Rice writes that she and Sen. John McCain (R-Ariz.), the 2008 GOP presidential nominee, were “old friends,” but she said he lit into her on one occasion about a perceived lack of support from the State Department for the war effort in Iraq.
“John and I are old friends, and it started off with civility. But all of a sudden he was yelling and red in the face,” Rice writes, before quoting McCain: “ ‘We’re about to lose the second war in my lifetime, and State isn’t in the fight!’
“I let him finish the tirade because I knew that he could be emotional,” Rice writes.
Rice bemoans that lack of congressional action on a trio of trade deals that Bush negotiated with Colombia, South Korea and Panama. She writes that while then-Speaker Nancy Pelosi (D-Calif.) privately told her she was supportive of the agreements, she said she was “hamstrung” by the House Democratic Caucus. And she says Senate Majority Leader Harry Reid (D-Nev.) also voiced private support for the accords. Reid voted against all three when they finally came to a vote in the Senate last month.
Rice voices frustration at Congress more broadly in other areas. A delicate diplomatic effort with Turkey was almost “derailed” in 2007 by a move to hold a House vote on a resolution recognizing the Armenian genocide, which would have infuriated Turkey. The vote was scrapped at the last minute, but Rice writes that it “was just one example of how the tendency of the Congress to grandstand on hot-button issues can severely interfere with the conduct of foreign policy.”
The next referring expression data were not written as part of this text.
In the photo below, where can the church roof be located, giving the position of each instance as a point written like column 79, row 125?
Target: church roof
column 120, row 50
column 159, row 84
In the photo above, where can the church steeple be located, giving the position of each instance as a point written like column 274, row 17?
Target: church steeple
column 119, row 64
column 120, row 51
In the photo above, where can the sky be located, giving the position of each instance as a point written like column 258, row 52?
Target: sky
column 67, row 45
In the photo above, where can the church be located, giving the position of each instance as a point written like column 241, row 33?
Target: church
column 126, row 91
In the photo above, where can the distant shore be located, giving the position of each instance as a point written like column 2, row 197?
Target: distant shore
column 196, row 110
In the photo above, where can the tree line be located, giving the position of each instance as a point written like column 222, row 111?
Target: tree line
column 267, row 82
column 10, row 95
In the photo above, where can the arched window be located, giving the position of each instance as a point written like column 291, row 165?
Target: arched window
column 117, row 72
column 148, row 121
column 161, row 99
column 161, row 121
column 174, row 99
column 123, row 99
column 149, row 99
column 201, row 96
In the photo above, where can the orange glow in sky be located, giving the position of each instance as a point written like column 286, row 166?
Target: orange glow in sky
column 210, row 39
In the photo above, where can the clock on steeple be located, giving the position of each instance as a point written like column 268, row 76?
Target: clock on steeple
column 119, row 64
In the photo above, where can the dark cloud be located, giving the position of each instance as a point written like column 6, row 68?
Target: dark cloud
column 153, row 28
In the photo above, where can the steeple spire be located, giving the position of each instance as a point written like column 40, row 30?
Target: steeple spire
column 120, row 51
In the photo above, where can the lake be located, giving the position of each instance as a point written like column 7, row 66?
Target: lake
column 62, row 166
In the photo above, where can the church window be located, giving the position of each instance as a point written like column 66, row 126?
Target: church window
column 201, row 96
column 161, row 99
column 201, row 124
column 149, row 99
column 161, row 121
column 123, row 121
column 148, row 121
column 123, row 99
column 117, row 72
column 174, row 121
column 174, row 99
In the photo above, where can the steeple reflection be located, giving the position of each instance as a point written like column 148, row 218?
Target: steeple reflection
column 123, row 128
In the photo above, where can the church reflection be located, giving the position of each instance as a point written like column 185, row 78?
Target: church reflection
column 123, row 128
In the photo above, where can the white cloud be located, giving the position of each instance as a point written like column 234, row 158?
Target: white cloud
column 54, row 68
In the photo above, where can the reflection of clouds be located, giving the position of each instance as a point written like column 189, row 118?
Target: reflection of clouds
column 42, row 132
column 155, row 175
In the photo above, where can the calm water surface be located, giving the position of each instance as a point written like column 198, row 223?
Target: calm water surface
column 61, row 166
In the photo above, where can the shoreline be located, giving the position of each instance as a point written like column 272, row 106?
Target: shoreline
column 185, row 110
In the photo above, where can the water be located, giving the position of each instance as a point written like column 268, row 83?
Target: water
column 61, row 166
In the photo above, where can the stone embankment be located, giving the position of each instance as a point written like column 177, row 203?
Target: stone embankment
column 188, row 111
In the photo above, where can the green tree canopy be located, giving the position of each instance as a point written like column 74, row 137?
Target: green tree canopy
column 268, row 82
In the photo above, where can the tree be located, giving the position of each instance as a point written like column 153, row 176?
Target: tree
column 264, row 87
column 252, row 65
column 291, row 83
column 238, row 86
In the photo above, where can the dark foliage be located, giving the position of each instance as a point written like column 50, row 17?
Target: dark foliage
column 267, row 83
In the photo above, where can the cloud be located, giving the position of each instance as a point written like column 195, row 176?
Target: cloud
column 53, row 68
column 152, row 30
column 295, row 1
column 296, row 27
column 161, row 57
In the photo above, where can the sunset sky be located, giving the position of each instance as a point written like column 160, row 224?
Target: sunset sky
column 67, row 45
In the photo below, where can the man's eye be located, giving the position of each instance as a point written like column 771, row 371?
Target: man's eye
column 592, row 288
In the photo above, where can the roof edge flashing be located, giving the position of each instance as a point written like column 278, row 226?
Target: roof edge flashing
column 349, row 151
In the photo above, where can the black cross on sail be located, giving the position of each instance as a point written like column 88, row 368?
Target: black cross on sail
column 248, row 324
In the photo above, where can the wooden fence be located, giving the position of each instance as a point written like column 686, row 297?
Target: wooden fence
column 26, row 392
And Rice writes that the Bush administration’s failure to push comprehensive immigration reform through Congress during its second term remains one of her greatest regrets. “There are many disappointments but maybe none greater than the failure to get immigration reform when we had the chance,” she writes.
Citing the unpopular Iraq war and the fallout from Hurricane Katrina, Rice adds: “By 2007 we were out of steam.”